Sementara itu, dia mengatakan KPK Menyantap penguatan pencegahan korupsi menjadi titik krusial mengingat sektor pengadaan barang dan jasa Lagi Mempunyai tingkat kerawanan yang relatif tinggi.
“Data penindakan KPK pada 2004-2025, mencatat sejumlah 446 dari total 1.782 perkara berkaitan dengan pengadaan. Modus perkara itu pun menjadi terbesar kedua setelah suap atau gratifikasi dengan catatan 1.100 perkara,” ujarnya.
Ia menjelaskan beberapa modus yang sering dilakukan seperti rencana pengadaan yang diarahkan dan Tak sesuai kebutuhan, penyalahgunaan sistem e-purchasing termasuk penyusunan harga perkiraan sendiri (HPS), hingga pengaturan pemenang tender pengadaan yang kerap berada di sirkel pemangku kepentingan.
Sebelumnya, pada 29 April 2026, Menteri Sosial Saifullah Yusuf alias Gus Ipul sempat merespons isu tersebut. Dia mengatakan harga final sepatu per pasang dalam pengadaan program Sekolah Rakyat Dapat lebih murah dari Rp700 ribu.
“Nanti kan Terdapat proses lelang dan lain sebagainya. Dapat jadi harganya lebih murah dari alokasi yang Terdapat,” kata Mensos.
Selain itu, dia menyatakan telah mengingatkan jajaran Kemensos yang bertanggung jawab terhadap pengadaan barang dan jasa Kepada Tak main-main.
“Kerjanya diawasi.
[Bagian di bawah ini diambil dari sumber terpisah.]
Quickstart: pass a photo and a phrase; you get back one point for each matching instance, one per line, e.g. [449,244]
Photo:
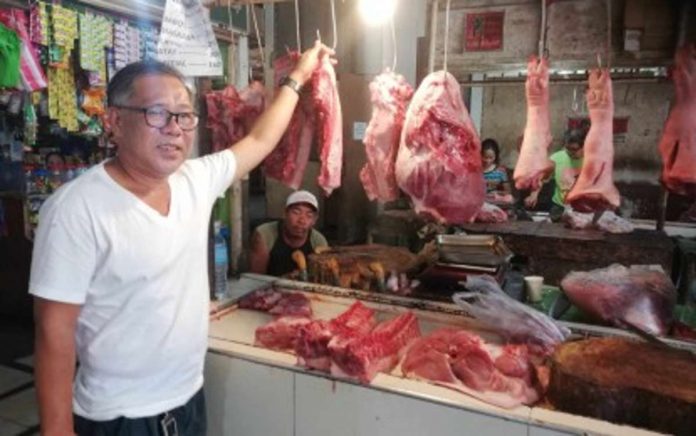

Tak hanya oleh lembaga-lembaga Formal, tetapi juga oleh masyarakat luas. Jangan melakukan penyimpangan, jangan mau diintervensi oleh siapa pun,” katanya.
Ia melanjutkan, “Kalau Terdapat pelanggaran, saya sendiri Tak segan-segan akan melaporkan ke aparat penegak hukum.”